The French Creek Park dates from 1964, when the Burrell family sold the land to the Lorain County Metro Park District. Before that major parts of the park land was the Burrell farm. Located around the park are interesting historical sites. The picture below is the old Burrell farm road, which several interesting areas are located nearby . Walking down the farmroad you can imagine what it was like with horses and later tractors, coming down this road to work the fields. The bricks used in building the Burrell Home in 1820, were made along Sugar Creek by where the road crossed it. To reach the farmroad, you can park at Lower James Day Park on East River Road. Then follow the bike path south, until you are even with the Burrell Homestead driveway across the road. The farmroad is on the east side of the bike path.
About 500 feet south of the bridge that carries East River Road over French Creek, is an interesting site. It lays betweeen the bikepath and the Sugar Creek gorge. This is all that remains of the schoolhouse that was here from the 1880's to late 1930's. The school was a two story brick building, and the township hall was in the lower part. Two stairs went to to the school in the upper part. Eleanor Burrell recalls that on election day , the students had to be quiet, to not disturb the voters. It was closed in the 1920's and burned in the late 1930's. About 20 feet south of the farmroad, and 20 feet east of the bikepath is the site of the old Church. It was the Sheffield Concergational Church, and was built in 1853. The church was a white New England style building. In 1915 the church was one of places of the Sheffield Centennal Celebrations. The ladies of the town cleaned the inside, while the men painted and repaired the church. In the early 1930's the church was in disuse, and taken down. All that remains is some sandstone blocks, and the well. Edward Burrell, Eleanor's grandfather, had some barns just east of this quiet place.
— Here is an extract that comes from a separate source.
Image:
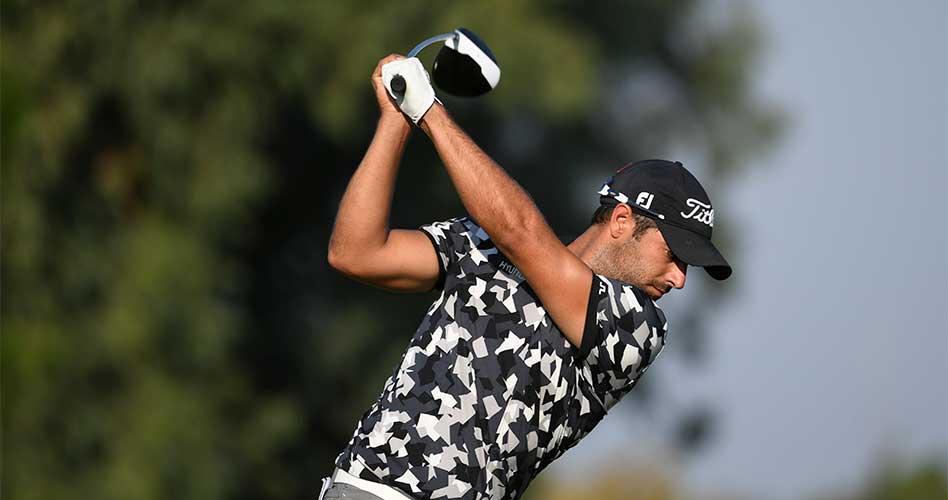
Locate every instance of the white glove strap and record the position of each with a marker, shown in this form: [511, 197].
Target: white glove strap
[419, 95]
Behind the French Creek Nature Center on Colorado Road, in the valley, is a concrete foundation. This along with a concrete abutment in the hill to the south of the Nature Center, is all that remains of the Pittsburgh & Lake Erie Railroad. It was built in the 1900's to deliver coal to Cromwell Steel on Lorain's East Side. A bridge crossed French Creek, and the rails passed though farms. To the south east the rails cut across the Burrell farm. They were removed in the 1930's, and only memories remained. The present park road entering from French Creek Road is built on the rail bed. The site of the French Creek Nature Center, was the location of the James Day Farm. James Day was the son of John Day, who came to Sheffield in 1816. The barns were located by where the Nature Center building is now. The house was a Greek Revival cottage built in 1850. Marian Quinn, in her book "Harvest of Memories", describes her grandparents life, the Conrad's who lived here from 1889 to 1920. The Day family sold the scenic areas of the farm to the village. It is now James Day Park, just to the west of the Nature Center. In 1989 to make way for the Nature Center, the house was burned down.